潤腸湯
便秘のときによく使用される潤腸湯です。潤腸“丸”に麻子仁丸をあわせたような漢方薬です。潤腸湯は字の通り腸を潤す漢方薬であり、便がコロコロしたり、普段から乾燥しているご年配の方に向いたお通じの漢方薬です。
便秘でつかわれるものには潤腸湯以外にも大黄甘草湯、麻子仁丸があります。
効能又は効果は?
ツムラの添付文書には「便秘」と記載があります。
何が入っているの?
大黄・当帰・地黄・麻子仁・桃仁・杏仁・枳殻(枳実)・厚朴・黄芩・甘草の10薬から構成されています。
潤腸湯=潤腸丸+杏仁・厚朴・黄芩・甘草・大黄
大黄:瀉下
大黄の成分はセンノシドの名で知られます。瀉下作用があり、便秘のときによく使用されます。
当帰・地黄:滋陰養血
便がコロコロしたり、皮膚・髪・口唇がカサカサしたりしているときは血虚の恐れがあります。枯燥していることで便が排出されにくくなっているため、当帰・地黄にて血分・陰分を滋潤します。
麻子仁・桃仁:潤腸通便
麻子仁・桃仁どちらも“仁”の文字があることからも植物のタネを意味しています。麻子仁は麻の種子、桃仁はモモの種子です。種子はオイルをたくさん含んでおり、腸を潤し、便通を改善します。
杏仁:宣肺
杏仁はアンズの種子であり、麻子仁・桃仁と同じく、オイルを豊富に含み、潤腸通便します。さらに杏仁は宣肺する作用があり、肺気を巡らせます。五臓六腑の関係から肺と大腸は表裏の関係にあり、肺気は巡ることで大腸の気も巡るようになります。
枳殻(枳実)・厚朴:理気除満
枳殻(枳実)・厚朴の組み合わせは大承気湯にも入っており、厚朴にて下気除満し、枳実の破気作用にて排便を助けます。
黄芩:清熱
黄芩にてこもっている熱を清熱します。黄芩は肺経に入る薬であり、肺の裏の大腸にも働きます。
効果のまとめ
潤腸湯は潤しながら便通を改善する漢方薬です。大黄にて瀉下、当帰・地黄にて陰分・血分を潤し、腸の乾きを防ぎ、便通を改善します。麻子仁・桃仁・杏仁の種子のオイルによって潤腸通便し、さらに腸を潤します。便がコロコロ、ご年配の方の乾きによる便秘には潤腸湯が適しています。
便秘で使われるほかの漢方薬との違いは?
便秘でつかわれる漢方薬に大黄甘草湯、麻子仁丸、潤腸湯があります。
大黄甘草湯
大黄甘草湯は大黄と甘草の2薬から構成されています。
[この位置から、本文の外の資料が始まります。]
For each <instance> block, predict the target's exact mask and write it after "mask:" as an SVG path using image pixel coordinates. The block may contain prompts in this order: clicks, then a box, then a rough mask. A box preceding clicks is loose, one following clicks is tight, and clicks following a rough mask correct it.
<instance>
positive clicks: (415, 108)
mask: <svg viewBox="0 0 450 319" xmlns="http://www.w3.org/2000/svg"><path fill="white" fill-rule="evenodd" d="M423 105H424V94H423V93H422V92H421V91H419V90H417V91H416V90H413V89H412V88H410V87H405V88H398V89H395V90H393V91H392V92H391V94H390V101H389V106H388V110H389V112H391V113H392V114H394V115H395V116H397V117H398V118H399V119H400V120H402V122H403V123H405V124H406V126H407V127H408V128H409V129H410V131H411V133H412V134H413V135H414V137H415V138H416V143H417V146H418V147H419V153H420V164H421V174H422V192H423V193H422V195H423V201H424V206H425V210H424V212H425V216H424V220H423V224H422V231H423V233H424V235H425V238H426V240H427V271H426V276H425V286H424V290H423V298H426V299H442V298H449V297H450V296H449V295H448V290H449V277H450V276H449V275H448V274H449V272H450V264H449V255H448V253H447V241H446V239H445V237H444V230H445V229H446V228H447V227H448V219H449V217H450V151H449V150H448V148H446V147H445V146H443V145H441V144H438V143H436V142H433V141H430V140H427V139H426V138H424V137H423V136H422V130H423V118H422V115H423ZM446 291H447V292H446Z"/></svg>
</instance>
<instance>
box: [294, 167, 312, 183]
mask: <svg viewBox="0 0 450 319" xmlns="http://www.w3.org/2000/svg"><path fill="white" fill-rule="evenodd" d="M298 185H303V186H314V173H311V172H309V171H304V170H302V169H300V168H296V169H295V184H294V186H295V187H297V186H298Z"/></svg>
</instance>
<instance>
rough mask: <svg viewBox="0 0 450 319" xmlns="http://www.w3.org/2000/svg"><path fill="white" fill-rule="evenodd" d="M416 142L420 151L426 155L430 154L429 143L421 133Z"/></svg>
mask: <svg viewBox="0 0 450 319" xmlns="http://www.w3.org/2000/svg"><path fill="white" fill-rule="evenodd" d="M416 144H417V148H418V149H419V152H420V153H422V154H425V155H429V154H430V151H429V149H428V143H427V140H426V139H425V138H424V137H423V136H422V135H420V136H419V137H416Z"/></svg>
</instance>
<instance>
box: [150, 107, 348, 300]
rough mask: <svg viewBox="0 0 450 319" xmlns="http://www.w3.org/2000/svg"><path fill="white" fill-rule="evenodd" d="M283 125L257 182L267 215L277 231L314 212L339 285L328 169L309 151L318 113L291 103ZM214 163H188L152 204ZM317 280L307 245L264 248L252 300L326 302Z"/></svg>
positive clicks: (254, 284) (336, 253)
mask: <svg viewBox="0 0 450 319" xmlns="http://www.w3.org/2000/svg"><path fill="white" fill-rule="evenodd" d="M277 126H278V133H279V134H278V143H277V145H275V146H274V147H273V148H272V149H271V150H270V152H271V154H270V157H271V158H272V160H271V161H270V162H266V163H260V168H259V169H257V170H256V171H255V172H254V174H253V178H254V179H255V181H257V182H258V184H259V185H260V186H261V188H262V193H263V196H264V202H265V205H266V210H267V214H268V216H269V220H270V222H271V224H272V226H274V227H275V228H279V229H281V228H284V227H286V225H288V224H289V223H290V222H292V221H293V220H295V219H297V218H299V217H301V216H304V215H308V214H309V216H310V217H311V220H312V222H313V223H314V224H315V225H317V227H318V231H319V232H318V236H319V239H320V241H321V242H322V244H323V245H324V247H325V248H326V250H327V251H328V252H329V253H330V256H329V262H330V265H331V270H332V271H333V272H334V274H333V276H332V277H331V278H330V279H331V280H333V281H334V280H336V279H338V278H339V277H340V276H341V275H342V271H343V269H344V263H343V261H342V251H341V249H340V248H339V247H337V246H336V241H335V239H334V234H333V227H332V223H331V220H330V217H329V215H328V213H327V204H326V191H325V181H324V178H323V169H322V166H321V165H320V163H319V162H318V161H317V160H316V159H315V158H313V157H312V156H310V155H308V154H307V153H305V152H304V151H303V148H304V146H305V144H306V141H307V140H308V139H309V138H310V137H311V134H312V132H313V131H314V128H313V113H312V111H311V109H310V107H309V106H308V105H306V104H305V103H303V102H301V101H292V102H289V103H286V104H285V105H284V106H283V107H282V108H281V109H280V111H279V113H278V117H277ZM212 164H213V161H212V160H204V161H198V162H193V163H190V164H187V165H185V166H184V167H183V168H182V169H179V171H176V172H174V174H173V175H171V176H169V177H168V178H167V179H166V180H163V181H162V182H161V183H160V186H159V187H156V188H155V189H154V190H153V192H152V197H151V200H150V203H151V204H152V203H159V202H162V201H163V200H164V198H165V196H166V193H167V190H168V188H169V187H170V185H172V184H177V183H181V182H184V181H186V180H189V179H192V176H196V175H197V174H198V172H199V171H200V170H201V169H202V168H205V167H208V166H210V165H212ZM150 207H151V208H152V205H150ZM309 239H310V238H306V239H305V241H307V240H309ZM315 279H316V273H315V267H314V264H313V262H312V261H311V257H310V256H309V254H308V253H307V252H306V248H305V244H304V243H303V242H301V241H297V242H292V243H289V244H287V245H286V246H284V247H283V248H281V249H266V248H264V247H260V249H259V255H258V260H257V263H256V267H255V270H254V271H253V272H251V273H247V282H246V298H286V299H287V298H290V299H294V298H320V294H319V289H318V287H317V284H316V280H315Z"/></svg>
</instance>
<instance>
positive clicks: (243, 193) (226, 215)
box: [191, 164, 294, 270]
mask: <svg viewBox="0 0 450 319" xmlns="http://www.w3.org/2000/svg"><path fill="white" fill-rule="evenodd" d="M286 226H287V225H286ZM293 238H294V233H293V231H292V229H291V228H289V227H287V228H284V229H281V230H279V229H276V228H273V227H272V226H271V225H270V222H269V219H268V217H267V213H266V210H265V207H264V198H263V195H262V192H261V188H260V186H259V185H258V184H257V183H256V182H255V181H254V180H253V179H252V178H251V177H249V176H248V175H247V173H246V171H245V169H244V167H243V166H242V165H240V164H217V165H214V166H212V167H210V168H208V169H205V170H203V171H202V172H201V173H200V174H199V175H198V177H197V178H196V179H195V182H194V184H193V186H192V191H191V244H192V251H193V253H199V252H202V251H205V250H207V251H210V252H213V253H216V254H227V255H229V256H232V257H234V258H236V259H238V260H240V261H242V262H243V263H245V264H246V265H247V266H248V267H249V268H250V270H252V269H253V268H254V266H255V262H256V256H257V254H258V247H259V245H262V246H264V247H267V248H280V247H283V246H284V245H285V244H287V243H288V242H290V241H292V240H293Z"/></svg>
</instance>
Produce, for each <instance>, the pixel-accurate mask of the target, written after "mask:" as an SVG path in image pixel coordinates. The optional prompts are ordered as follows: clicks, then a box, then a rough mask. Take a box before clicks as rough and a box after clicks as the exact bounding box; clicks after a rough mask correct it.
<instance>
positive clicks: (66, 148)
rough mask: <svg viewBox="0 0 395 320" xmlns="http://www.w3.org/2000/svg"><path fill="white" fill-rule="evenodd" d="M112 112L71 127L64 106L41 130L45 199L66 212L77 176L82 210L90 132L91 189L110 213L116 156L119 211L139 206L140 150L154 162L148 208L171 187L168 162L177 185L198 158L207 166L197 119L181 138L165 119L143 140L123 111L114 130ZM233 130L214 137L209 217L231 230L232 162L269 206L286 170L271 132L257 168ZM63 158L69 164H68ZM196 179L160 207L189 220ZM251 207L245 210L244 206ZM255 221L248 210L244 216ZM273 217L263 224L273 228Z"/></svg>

大黄の瀉下作用と甘草の甘味にて脱水を防ぎます。一時的な便秘であれば大黄甘草湯がオススメです。
麻子仁丸
麻子仁丸は瀉下作用の大黄に、厚朴・枳実の理気除満にては便を助け、麻子仁・杏仁にて潤腸通便し、芍薬にて筋肉の緊張と平じます。大黄甘草湯を強化し、腸を潤す作用もあります。市販で手に入るなかでは瀉下作用もあり、潤す作用もしっかりあるため、コロコロした便にはこちらが適しています。
潤腸湯
潤腸湯=麻子仁丸―芍薬+当帰・地黄・桃仁・黄芩・甘草
上の構成からも潤腸湯は麻子仁丸よりも腸を潤す生薬が増えていることがわかります。残念なことに潤腸湯は市販はありませんでした。
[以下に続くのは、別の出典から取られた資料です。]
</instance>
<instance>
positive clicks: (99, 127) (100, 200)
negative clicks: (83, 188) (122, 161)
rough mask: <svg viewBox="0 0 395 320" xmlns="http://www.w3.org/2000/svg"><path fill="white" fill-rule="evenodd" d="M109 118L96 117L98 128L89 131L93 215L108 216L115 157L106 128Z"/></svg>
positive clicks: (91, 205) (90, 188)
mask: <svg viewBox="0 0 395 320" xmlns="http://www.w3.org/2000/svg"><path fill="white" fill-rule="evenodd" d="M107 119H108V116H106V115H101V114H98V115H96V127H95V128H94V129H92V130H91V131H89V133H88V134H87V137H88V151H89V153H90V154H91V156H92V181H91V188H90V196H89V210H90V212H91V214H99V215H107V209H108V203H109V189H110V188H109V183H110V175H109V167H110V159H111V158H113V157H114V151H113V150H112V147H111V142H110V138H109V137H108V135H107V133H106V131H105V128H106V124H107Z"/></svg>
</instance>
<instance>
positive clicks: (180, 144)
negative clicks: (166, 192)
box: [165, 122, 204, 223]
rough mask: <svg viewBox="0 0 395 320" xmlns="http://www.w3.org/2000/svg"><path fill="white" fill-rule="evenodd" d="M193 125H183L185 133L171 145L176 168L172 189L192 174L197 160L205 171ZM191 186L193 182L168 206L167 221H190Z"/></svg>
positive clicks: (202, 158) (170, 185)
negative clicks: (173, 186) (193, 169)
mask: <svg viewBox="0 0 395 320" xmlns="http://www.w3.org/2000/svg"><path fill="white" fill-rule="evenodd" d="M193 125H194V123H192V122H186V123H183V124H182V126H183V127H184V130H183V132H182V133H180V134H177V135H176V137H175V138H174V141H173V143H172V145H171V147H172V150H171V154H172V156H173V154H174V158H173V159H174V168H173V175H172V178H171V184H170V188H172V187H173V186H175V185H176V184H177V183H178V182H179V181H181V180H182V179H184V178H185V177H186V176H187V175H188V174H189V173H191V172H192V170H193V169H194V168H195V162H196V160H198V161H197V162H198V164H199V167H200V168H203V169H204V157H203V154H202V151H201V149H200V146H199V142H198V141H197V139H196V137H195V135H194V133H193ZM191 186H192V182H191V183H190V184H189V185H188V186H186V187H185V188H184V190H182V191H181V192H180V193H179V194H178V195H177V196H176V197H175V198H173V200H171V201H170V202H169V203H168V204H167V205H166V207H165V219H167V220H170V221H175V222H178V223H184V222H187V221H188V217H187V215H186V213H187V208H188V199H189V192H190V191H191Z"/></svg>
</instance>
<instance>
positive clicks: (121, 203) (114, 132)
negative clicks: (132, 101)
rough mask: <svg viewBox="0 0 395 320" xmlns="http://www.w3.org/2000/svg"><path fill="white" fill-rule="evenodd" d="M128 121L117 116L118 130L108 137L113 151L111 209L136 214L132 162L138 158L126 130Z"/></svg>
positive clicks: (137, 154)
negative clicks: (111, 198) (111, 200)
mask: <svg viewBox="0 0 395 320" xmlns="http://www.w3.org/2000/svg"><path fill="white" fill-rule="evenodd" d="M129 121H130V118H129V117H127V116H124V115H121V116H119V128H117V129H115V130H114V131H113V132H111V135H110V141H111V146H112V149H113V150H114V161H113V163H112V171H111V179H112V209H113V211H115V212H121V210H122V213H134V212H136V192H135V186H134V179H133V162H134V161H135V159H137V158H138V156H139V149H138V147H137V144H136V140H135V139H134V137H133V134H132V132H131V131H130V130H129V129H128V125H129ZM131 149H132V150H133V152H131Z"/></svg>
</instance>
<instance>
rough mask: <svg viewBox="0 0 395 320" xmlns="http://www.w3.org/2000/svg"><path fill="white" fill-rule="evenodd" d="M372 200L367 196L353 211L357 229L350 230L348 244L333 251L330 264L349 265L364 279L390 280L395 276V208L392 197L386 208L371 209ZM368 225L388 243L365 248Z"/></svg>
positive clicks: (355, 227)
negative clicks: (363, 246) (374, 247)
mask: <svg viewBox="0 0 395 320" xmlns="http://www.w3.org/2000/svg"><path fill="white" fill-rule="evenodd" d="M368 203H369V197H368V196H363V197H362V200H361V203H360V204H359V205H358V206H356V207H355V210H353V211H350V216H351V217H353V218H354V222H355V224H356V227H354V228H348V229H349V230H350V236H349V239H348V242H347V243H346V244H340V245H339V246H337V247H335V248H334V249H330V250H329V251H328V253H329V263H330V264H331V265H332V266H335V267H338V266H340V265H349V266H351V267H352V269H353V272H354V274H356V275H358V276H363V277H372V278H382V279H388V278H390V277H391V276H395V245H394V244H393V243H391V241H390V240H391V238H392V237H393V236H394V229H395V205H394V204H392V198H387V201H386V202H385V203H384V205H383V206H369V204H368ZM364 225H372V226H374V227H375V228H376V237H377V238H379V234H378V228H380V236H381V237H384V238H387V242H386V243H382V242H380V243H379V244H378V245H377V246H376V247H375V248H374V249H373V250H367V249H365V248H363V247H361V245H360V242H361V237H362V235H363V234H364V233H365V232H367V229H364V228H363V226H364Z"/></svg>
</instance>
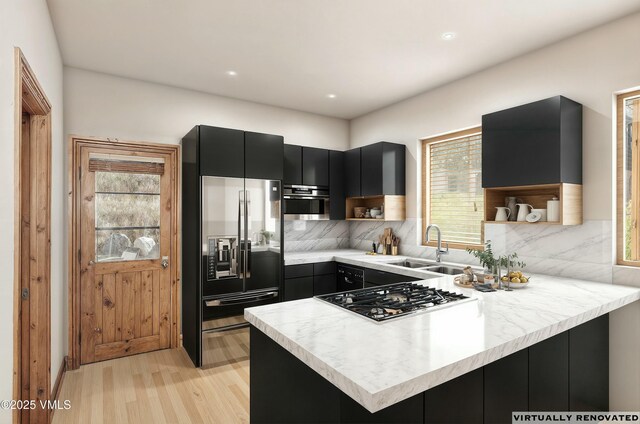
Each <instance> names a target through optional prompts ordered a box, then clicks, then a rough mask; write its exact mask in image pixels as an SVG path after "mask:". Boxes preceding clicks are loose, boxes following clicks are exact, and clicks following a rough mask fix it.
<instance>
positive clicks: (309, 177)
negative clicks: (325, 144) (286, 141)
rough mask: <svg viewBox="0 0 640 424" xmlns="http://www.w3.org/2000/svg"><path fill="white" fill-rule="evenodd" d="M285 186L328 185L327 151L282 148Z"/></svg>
mask: <svg viewBox="0 0 640 424" xmlns="http://www.w3.org/2000/svg"><path fill="white" fill-rule="evenodd" d="M284 184H285V185H309V186H325V187H326V186H328V185H329V150H326V149H317V148H315V147H302V146H294V145H290V144H287V145H285V146H284Z"/></svg>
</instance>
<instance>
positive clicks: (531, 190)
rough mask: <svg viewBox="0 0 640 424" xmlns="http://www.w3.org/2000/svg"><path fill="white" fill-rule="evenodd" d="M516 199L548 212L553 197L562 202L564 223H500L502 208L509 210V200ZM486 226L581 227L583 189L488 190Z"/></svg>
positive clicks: (561, 209) (569, 188)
大黄甘草湯<麻子仁丸<潤腸湯という順番で瀉下作用、潤腸作用が強くなります。
処方箋でもらう薬とドラッグストアで売っている薬はどう違うの?
処方箋でもらうときツムラが多いので、ツムラにはどれくらい生薬が入っているか調べてみました。
ツムラ50 7.5g(3包)中には、、、
日局ジオウ 6.0g
日局トウキ 3.0g
日局オウゴン 2.0g
日局キジツ 2.0g
日局キョウニン 2.0g
日局コウボク 2.0g
日局ダイオウ 2.0g
日局トウニン 2.0g
日局マシニン 2.0g
日局カンゾウ 1.5g
ドラッグストアで購入できるものとの違いは?
ドラッグストアで売られている市販のものにはどれくらい生薬が入っているか調べてみましたが、市販にはないようです。